A high-end cappuccino machine called the La Cimbali, distributed through Minneapolis-based Espresso Services Inc., had a similar fate. The Italian-made equipment, worth $15,000, ran flawlessly on a simple, easy-to-execute, one-touch system. But customers were simply not buying the $5 espressos.

“We trained employees on it, we advertised, we gave it a fair shake,” Miller says. The equipment was designed with the c-store channel in mind, but: “It wasn’t the machine. It was the consumer adaptation.”

Sometimes the problem isn’t the product, the equipment or consumer adaptation. Sometimes it’s the execution. When Deli Express introduced fresh-baked cookies from Best Maid Cookie Co., River Falls, Wis., they were prepared in the back. But without the aroma of fresh baked cookies filling the store, there wasn’t much incentive for customers to buy them when the prepackaged Best Maid cookies next to them were larger and cheaper. After a few weeks, Lambert removed the freshbaked ones from the store.

With decades of experience behind the company, Deli Express usually makes its calls based on what Lambert calls “a gut check.” “A lot of it is really intuition,” Lambert says. “They get their feelings about things from their years of experience.”

Often, though, that intuition and observation is informed by data collected through “customer intercepts,” or taste tests and surveys conducted with customers in the store by Deli Express marketing reps and/or by third-party researchers.

When Deli Express introduced a newline of paninis at the NACS Show, the sandwiches generated a lot of excitement. But when they were rolled into stores such as Metro Petro, the sales numbers failed to reach forecasts.

The problem? “We used a brown wrapper with a window on it, but customers wouldn’t buy unless they saw more of the Panini,” Miller says. Lambert observed that the packaging also prevented the product from warming up evenly.

The Panini problem is a lesson in knowing that what looks on the drawing board doesn’t always play out on the assembly line.
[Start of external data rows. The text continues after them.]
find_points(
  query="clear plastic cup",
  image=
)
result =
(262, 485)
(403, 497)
As Miller says, “We ‘redoing things right. We’re doing things wrong. We’re learning.”

The Innovation Goes On

With Deli Express headquarters so close to Metro Petro, it’s easy for Miller to give Lambert lots of personal attention. Miller believes his job is done best by taking care of Lambert. “If I do that, the rest falls into place,” he says. “It really is a collaboration.”

Lambert feels the love: “It would be easy for Deli Express to say, ‘Clay, you haven’t been brought up in this industry, so why do you even think you can beat the table here?’ But they don’t. I told them, ‘Maybe I have a fresh perspective and maybe you should listen.’ And they did. I need people who are on board with me right away. I don’t have time to convince them.”
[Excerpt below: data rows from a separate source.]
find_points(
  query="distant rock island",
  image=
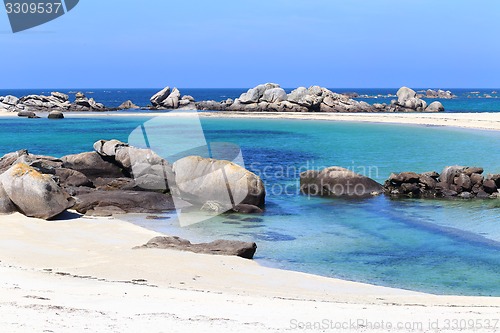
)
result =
(269, 97)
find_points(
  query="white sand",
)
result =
(185, 292)
(484, 121)
(182, 292)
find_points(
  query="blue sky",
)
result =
(241, 43)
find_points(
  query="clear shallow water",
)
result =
(447, 247)
(469, 100)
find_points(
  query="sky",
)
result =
(242, 43)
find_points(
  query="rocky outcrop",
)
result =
(6, 205)
(167, 99)
(435, 107)
(55, 102)
(219, 247)
(454, 181)
(34, 194)
(200, 180)
(270, 97)
(128, 105)
(338, 182)
(117, 179)
(56, 115)
(409, 101)
(439, 94)
(92, 165)
(106, 203)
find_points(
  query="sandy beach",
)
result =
(483, 120)
(82, 273)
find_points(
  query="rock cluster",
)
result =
(408, 101)
(219, 247)
(338, 182)
(454, 181)
(167, 99)
(270, 97)
(116, 178)
(55, 102)
(440, 94)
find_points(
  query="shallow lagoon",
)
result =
(447, 247)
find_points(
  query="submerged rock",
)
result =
(338, 182)
(34, 194)
(200, 180)
(454, 181)
(218, 247)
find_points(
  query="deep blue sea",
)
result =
(469, 100)
(436, 246)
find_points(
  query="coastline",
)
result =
(85, 267)
(95, 272)
(479, 121)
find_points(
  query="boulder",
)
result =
(69, 178)
(56, 115)
(34, 194)
(128, 105)
(338, 182)
(219, 247)
(274, 95)
(172, 101)
(435, 107)
(160, 96)
(127, 201)
(10, 100)
(60, 96)
(198, 180)
(404, 94)
(26, 114)
(6, 205)
(92, 165)
(108, 148)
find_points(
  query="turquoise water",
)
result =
(445, 247)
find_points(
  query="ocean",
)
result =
(469, 100)
(435, 246)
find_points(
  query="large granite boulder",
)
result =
(92, 165)
(6, 205)
(219, 247)
(160, 96)
(34, 194)
(199, 180)
(149, 170)
(128, 105)
(126, 201)
(274, 95)
(435, 107)
(55, 115)
(408, 101)
(338, 182)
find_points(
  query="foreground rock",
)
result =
(409, 101)
(118, 179)
(105, 203)
(200, 180)
(338, 182)
(219, 247)
(454, 181)
(34, 194)
(128, 105)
Looking forward, the two hope to ramp up Metro Petro’s coffee sales. They’re drafting new designs for the hot-beverage displays that tell the story of the unique coffee blends.“We underestimated the success of the program,” Lambert says. “We need to dedicate more square footage to it.”Lambert hopes to double the 5 to 6 linear feet the coffee display takes up today

ambert and Miller are also looking to try more affordable versions of Turbo-Chef convection ovens, and they’re planning to supply Metro Petro with more fresh foods and salads. Deli Express has invested in new refrigerated trucks to make that possible. In short, they’re full of new ideas. Failure doesn’t scare them off and, because of that, success is surely on the horizon.